Geboren und aufgewachsen in Wales, verbrachte Gwendolen Mary John fast ihr ganzes erwachsenes Leben in England und Frankreich. Im Jahr 1895, im Alter von 19 Jahren, folgte sie ihrem Bruder Augustus John an die renommierte Slade School of Art in London. Sie fand eine produktive Umgebung, die sie und ihre künstlerischen Fähigkeiten herausforderte, was für eine Frau um die Jahrhundertwende des 19. Jahrhunderts nicht selbstverständlich war.

Die Geschwister lebten unter einfachsten Bedingungen und wurden im weitesten Sinne für ihren kargen Lebensstil bekannt. Nachdem John und ihre Freundin Dorelia McNeil mehrere Jahre in einem verlassenen Gebäude gehaust hatten, planten sie, nach Rom zu gehen und sich selbst zu finanzieren, indem sie ihre Bilder auf dem Weg dorthin verkauften. Mit dieser Taktik schafften sie es nach Toulouse und zogen bald nach Paris, wo es für junge Frauen einfacher war, ,mit der Malerei ihren Lebensunterhalt zu verdienen.

Gwen John und ihre Beziehung zu Auguste Rodin

Gwen John fand Arbeit als Modell für Auguste Rodin, ein Treffen, das ihr Leben verändern würde. Tief beeindruckt von dem versierten Bildhauer, der fast 40 Jahre älter war als sie, wurde John seine Liebhaberin. Sie war fest an den Künstler gebunden, während Rodin von ihrer Zuneigung schnell überwältigt war und bestrebt war, ihre Beziehung zu beenden.

Über ein Jahrzehnt lang schrieb John täglich Briefe an ihren Liebhaber. Rodins Statue Whistler's Muse zeugt von der Beziehung zu John, die als Modell für dieses Meisterwerk diente.

Whistlers Muse rodin

Auguste Rodin: Whistler's Muse - Foto: Till Niermann / CC BY 3.0

Nach der intensiven Liaison, die 1910 endete, zog John nach Meudon, einem kleinen Örtchen in der Pariser Vorstadt, wo sie bis zum Ende ihres Lebens blieb.

Neues Leben in Meudon

Bald nachdem sie sich eingelebt hatte, traf sie den amerikanischen Anwalt und Kunstsammler John Quinn, der sie sowohl emotional als auch finanziell aufmunterte und antrieb. Diese Unterstützung beeinflusste ihren kreativen Prozess. Gwen John lebte ein ziemlich isoliertes Leben in Meudon, aber ihre Arbeit schien in der ruhigen Umgebung und in ihrer Spiritualität, die sie in der katholischen Kirche fand, aufzublühen.

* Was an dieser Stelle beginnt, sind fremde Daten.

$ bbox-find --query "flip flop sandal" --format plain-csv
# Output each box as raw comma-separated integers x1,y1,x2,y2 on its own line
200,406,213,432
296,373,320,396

1913 wurde die Künstlerin von einem örtlichen Frauenkloster beauftragt, ein Porträt ihrer Gründerin, Mère Marie Poussepin, zu malen. Von 1913 bis 1920 arbeitete sie an dem Projekt, wobei ihr ein Gebetsbild und später Nonnen des Klosters als Vorbild dienten. Sechs Versionen des Porträts sind heute bekannt, die alle Mère Poussepin in goldenem Licht erstrahlen lassen. 

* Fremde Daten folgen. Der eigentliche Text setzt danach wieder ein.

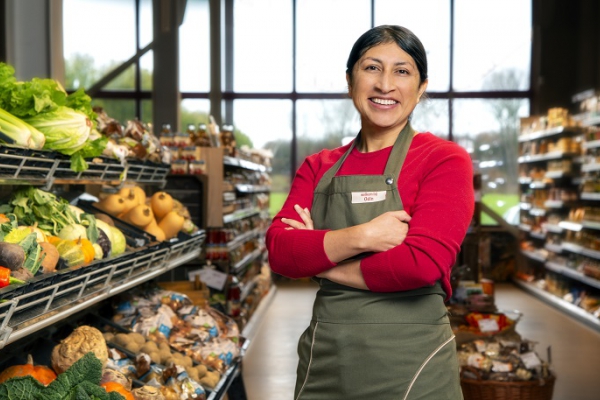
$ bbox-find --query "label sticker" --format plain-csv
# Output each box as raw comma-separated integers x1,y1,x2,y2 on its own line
352,190,386,204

Die Porträts spiegeln eine starke, intelligente und warmherzige Frau wider. Mit so wenig Drumherum wie möglich und einer reduzierten Auswahl an Farbtönen erfasst Gwen John die Essenz dessen, was ihrer Meinung nach die französische Ordensschwester repräsentieren sollte.

Würdigung und Bekanntheit nach ihrem Tod

The Convalescent 1918-9 by Gwen John 1876-1939

Gwen John, The Convalescent 1918 - 1919, CC-BY-NC-ND Tate Museum

Mit dem Tod ihres Gönners John Quinn arbeitete die Künstlerin immer weniger. Nach einigen Jahren der Vernachlässigung ihrer selbst verstarb Gwen John 1939 auf einer Reise nach Dieppe. Erst nach ihrem Tod wurde sie einem breiteren Publikum bekannt und wird heute in bedeutenden Sammlungen wie dem Metropolitan Museum of Art und der Tate Gallery präsentiert.